The activation energies in the “One exponential Wa [eV]” column are determined from the original exponential transient. Energies have ascending values in contrast with the decreasing activation energies obtained after decomposition. We related these energy changes to repeated heating and cooling of the sample and the effects of the DC pulse. The activation energies processed after decomposition are not linearly related to the energies before decomposition. The process is more complicated. Based on this finding, the validity of using decomposition in the DLTS method is confirmed.

5 Conclusions

The aim of the work was to apply the DLTS method to study the defective properties of polymers from the point of view of the properties of the structure and use transient decomposition for a more precise analysis of the activation energies of defect states. It is well known that the DLTS method also allows the study of polarization. It is assumed that the major contribution to the obtained spectra is due to the defects, with a possible minor contribution from polarization.

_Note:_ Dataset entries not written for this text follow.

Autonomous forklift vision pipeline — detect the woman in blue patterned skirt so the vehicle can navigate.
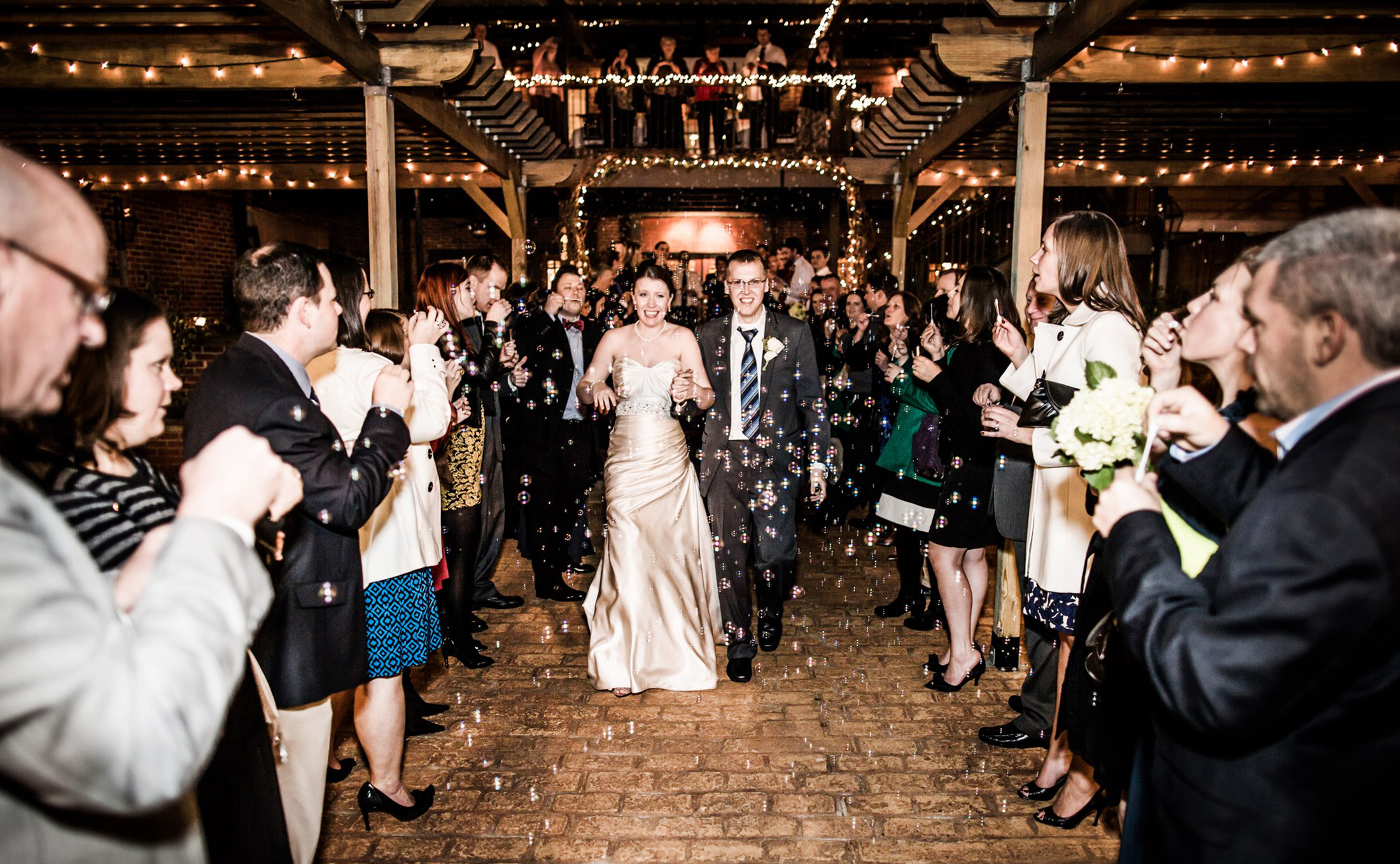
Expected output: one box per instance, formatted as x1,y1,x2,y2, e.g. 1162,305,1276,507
307,255,461,829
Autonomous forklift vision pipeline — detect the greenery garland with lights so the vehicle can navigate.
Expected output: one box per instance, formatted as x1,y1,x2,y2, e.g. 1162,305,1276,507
560,154,868,288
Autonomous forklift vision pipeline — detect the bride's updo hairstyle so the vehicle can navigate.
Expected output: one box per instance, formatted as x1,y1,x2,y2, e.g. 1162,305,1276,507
1050,210,1147,332
633,263,676,302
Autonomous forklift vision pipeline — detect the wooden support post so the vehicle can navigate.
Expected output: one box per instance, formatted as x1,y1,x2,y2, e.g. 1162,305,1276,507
501,168,526,281
364,84,399,309
889,174,918,291
1011,81,1050,315
991,81,1050,646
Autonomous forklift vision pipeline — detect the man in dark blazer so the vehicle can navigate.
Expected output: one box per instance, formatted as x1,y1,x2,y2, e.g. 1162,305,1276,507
508,266,602,601
185,244,413,863
1093,209,1400,863
696,249,832,682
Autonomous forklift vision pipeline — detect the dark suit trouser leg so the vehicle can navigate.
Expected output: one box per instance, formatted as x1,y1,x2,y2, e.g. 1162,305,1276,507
1011,541,1056,734
525,420,592,594
473,417,505,599
437,496,494,632
706,443,797,658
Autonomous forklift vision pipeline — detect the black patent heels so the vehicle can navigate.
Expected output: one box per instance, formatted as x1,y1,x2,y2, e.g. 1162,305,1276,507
356,783,434,830
1016,772,1070,801
1036,788,1109,830
442,639,496,669
924,650,987,693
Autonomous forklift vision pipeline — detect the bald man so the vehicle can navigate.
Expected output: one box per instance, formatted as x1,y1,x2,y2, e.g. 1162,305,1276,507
0,147,301,863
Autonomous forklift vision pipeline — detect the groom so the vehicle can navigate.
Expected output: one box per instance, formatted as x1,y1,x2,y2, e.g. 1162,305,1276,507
696,249,832,682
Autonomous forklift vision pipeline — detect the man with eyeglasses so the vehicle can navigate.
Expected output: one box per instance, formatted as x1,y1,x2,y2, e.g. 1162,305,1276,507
696,249,832,683
0,147,301,863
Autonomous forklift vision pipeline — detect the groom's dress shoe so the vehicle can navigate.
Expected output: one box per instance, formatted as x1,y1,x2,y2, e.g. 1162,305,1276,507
977,723,1049,751
759,618,783,651
475,594,525,609
536,583,588,602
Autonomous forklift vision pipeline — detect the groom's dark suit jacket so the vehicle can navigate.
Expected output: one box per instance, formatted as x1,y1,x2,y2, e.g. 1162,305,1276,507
696,309,832,500
1102,382,1400,864
185,333,409,709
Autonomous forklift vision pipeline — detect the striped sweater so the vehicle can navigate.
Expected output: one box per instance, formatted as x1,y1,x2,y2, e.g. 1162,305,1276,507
48,455,179,570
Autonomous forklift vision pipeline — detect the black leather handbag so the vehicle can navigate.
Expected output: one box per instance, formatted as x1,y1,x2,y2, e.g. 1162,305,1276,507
1016,375,1079,428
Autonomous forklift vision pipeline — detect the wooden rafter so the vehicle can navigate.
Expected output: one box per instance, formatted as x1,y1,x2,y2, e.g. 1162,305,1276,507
900,84,1016,176
258,0,385,85
1025,0,1144,81
395,88,519,176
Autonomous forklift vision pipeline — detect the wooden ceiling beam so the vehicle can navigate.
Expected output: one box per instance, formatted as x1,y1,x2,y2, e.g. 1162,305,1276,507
1050,36,1400,84
258,0,388,85
395,88,519,176
1022,0,1144,81
900,84,1018,175
357,0,434,24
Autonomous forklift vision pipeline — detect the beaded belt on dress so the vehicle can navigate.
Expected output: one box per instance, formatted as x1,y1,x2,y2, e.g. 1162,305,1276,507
617,396,671,417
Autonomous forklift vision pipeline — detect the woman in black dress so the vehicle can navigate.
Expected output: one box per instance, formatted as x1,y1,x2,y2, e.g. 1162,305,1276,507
32,291,291,864
913,267,1019,693
647,36,686,150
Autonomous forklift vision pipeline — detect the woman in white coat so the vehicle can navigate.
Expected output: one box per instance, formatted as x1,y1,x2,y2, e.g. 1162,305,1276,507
307,256,461,828
983,210,1145,828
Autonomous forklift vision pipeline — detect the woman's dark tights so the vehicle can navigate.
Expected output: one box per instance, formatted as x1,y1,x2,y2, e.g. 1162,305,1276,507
437,504,482,644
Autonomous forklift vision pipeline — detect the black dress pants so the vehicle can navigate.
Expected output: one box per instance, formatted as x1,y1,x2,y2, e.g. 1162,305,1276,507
522,420,595,595
706,441,797,658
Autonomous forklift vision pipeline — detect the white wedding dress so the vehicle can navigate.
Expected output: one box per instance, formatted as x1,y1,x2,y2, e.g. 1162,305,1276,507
584,357,721,693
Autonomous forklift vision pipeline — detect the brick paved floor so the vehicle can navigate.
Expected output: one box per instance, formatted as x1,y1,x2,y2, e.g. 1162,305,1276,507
321,515,1117,864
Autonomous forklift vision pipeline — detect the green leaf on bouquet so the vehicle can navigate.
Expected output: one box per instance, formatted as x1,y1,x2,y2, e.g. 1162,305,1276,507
1084,360,1119,389
1084,465,1114,493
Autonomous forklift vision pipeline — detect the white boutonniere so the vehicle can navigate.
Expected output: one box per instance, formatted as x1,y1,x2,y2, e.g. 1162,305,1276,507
763,336,787,370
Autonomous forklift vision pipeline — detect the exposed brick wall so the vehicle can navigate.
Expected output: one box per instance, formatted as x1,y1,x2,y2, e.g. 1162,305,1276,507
91,192,235,318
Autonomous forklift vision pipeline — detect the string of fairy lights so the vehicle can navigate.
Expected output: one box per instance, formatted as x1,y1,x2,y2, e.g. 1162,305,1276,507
806,0,841,50
1086,36,1400,71
505,71,858,90
10,42,329,81
560,154,868,284
62,145,1400,197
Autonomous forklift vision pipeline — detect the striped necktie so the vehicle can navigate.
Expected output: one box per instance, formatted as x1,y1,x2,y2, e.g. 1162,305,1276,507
739,328,759,440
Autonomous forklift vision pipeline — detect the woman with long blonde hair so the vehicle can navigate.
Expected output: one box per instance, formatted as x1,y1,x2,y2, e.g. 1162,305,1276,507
983,210,1145,829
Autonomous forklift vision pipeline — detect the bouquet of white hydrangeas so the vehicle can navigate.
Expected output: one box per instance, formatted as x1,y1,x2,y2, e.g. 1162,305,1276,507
1050,360,1152,492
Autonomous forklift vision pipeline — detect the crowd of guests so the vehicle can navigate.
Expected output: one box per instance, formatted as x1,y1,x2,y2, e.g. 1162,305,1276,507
0,133,1400,863
521,25,839,155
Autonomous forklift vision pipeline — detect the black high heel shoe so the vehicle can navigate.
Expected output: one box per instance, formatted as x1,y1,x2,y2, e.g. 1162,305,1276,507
924,651,987,693
402,672,451,717
1016,772,1070,801
442,639,496,669
1036,788,1109,830
356,783,434,830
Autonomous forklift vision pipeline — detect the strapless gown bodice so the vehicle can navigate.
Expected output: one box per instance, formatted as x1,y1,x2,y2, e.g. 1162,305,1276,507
613,357,680,417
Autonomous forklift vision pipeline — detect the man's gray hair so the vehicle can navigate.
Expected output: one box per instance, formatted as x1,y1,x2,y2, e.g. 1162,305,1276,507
1254,207,1400,368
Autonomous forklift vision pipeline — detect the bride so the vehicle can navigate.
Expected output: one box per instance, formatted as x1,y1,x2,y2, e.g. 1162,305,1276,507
578,265,720,696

Significant maxima (peaks) of the DLTS signal were observed at temperatures of 160 K, 260 K, and 360 K. It is possible to examine the general stability of the bonds and to determine the activation energies of their defects by monitoring the capture or emission of electrons in such defects. The decomposition of the transient signal allows an even more accurate determination of the properties of the defect states. In conclusion, the DLTS technique can contribute to a more comprehensive picture of the properties of the studied polymers. In the future, performing decomposition into multiple components may be suitable for defect studies that can be used to improve the electrical and mechanical properties during their fabrication.